Fun With Magic Squares

[Dr Adequate]

This kept me amused for a while.

For the purposes of this post, a magic square is an arrangement of the numbers 1, 2, 3, 4, 5, 6, 7, 8, 9 each in a different cell of a 3 x 3 grid such that the numbers in every row, column, and diagonal of the grid add up to the same sum.

Here's an example --- or you may prefer to find one yourself, hence the spoiler.

8 3 4
1 5 9
6 7 2

Question (difficult version) : find how many magic squares there are and prove it.

Question (moderate version) : prove that there are exactly

eight

magic squares.

Question (easy version) : prove the following things in the following order:

Every row, column, and diagonal adds up to 15.
The number in the centre square must be 5.
The number 1 can't go in a corner square.
The 8 and the 6 must go either side of the 1.
There are exactly eight magic squares.

Enjoy... I'd put this in puzzles, except that's mostly for wordgamers.

 

[Gwyn ap Nudd]

This kept me amused for a while.



Question (moderate version) : prove that there are exactly

eight

magic squares.

This is not quite right.

Rotations and reflectiions are not considered separate answers. In this case, for example, in all of your eight "different" answers, 2 is in a corner, 8 is in the opposite corner, 1 is next to the eight, nine is opposit the one, and next to the two, and so on. Once you place the 2 in a corner, the 8 is forced. Then, once you place any of the others, which are forced into one of two positions, all of the others are forced.

So there is only one unique 3x3 magic square.

 

[Dr Adequate]

I should point out, pace my esteemed colleague Gwyn ap Nudd, that in the hints I am counting magic squares related by rotation and reflection as different magic squares.

 

[Alkatran]

Interesting problem. I thought it had to do with an NxN grid though.

 

[LW]

For the purposes of this post, a magic square is an arrangement of the numbers 1, 2, 3, 4, 5, 6, 7, 8, 9 each in a different cell of a 3 x 3 grid such that the numbers in every row, column, and diagonal of the grid add up to the same sum.

What about doing a slightly more complicated counting and remove the requirement that the diagonals add up to the same sum as rows and columns.

How many such squares there are?

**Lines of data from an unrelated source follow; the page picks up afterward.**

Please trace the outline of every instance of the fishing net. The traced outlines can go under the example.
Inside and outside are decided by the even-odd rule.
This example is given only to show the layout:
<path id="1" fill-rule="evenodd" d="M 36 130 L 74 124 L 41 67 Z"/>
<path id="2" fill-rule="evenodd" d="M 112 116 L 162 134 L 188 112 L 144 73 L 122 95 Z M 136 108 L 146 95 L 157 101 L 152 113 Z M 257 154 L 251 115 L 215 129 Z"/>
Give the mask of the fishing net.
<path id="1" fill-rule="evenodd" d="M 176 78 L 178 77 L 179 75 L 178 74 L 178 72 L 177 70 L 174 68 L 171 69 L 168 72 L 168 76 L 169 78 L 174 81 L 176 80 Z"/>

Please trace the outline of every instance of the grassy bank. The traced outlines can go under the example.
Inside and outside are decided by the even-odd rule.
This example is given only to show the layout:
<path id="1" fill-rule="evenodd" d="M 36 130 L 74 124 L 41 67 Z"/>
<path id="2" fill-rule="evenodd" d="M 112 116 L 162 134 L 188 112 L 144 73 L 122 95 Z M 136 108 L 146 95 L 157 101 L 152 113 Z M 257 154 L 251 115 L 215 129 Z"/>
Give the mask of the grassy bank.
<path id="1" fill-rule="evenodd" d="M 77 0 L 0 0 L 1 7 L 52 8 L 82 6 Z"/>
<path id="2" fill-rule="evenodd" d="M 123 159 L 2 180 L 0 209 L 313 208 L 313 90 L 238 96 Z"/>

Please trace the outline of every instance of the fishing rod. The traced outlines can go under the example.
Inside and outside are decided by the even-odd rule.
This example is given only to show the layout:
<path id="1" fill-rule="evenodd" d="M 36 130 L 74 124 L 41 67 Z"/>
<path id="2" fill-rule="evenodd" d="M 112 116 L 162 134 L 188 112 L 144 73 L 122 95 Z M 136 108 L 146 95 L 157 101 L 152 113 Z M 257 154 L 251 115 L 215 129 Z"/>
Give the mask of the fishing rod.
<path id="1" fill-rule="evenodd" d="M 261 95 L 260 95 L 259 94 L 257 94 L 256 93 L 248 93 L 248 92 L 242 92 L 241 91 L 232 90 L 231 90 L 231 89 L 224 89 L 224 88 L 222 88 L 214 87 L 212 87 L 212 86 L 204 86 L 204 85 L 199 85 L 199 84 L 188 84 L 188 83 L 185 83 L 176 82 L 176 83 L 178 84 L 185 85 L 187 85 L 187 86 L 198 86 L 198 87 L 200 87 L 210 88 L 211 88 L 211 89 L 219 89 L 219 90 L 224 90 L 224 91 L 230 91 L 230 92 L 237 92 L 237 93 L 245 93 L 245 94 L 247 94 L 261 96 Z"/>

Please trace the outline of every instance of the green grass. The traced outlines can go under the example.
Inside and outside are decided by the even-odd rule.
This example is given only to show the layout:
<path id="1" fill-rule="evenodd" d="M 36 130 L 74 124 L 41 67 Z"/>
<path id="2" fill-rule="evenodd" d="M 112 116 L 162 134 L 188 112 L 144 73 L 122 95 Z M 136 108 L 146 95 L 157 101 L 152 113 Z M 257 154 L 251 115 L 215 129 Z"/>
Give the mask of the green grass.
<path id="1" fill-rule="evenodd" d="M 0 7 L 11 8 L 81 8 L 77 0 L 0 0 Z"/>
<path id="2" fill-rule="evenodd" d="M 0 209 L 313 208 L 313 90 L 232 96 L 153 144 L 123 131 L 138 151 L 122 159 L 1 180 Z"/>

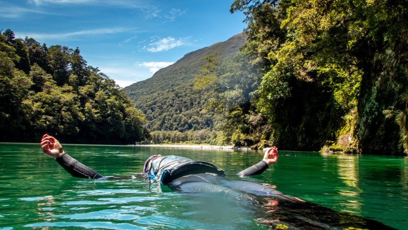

And how many possible different sums there are?

 

[Dr Adequate]

What about doing a slightly more complicated counting and remove the requirement that the diagonals add up to the same sum as rows and columns.

How many such squares there are? And how many possible different sums there are?

This is actually an easier question.

First of all, there are at least 56 of them. For take the square

4 8 3
9 1 5
2 6 7

which fits the criteria. This has eight different versions by rotation and reflection around the number 1, and we then have nine variations on each (imagine shifting the number 1 to any position on the grid, and shifting the rest of the numbers with it, with wraparound, e.g:

7 2 6
3 4 8
5 9 1

I shall show that there are at most 56 such squares.

Note that as 1 + 2 + 3 + 4 + 5 + 6 + 7 + 8 + 9 = 45, each column, and each row, still has to add up to fifteen.

Now, the number 1 has to go somewhere. There are 9 alternatives.

The only pairs of numbers available adding up to 14 are 9 + 5 and 8 + 6, so one of these pairs must go in the same row as the 1, and one must go in the same column. That's another two alternatives.

Then you have two choices of which way round the 8 and the 6 go, and a further two choices as to which way round the 9 and the 5 go.

That makes 56 alternatives so far.

There are then no more choices to make. For the number 7 can't go in the same line as either the 8 or the 9. It then follows that it must share a line with the 5 and with the 6. This allows these two lines to be filled in --- the third number is forced to be 3 and 2 respectively. This leaves one space to put the 4 into --- it must share a line with the 8 and the 9.

We know of course that there is such a square (see top of proof).

So there are exactly 56 alternatives.

 

[LW]

This is actually an easier question.

Your analysis is otherwise spot on, but you might want to reconsider how you put the figures together.

9*2*2*2 = 72

My reference to the other possible sums came from a typo that added '0' to the set of numbers. When you can choose 9 numbers out of 10, you obviously get more possible combinations.

 

[Dr Adequate]

Okay, I suddenly lost the ability to multiply... how did that happen?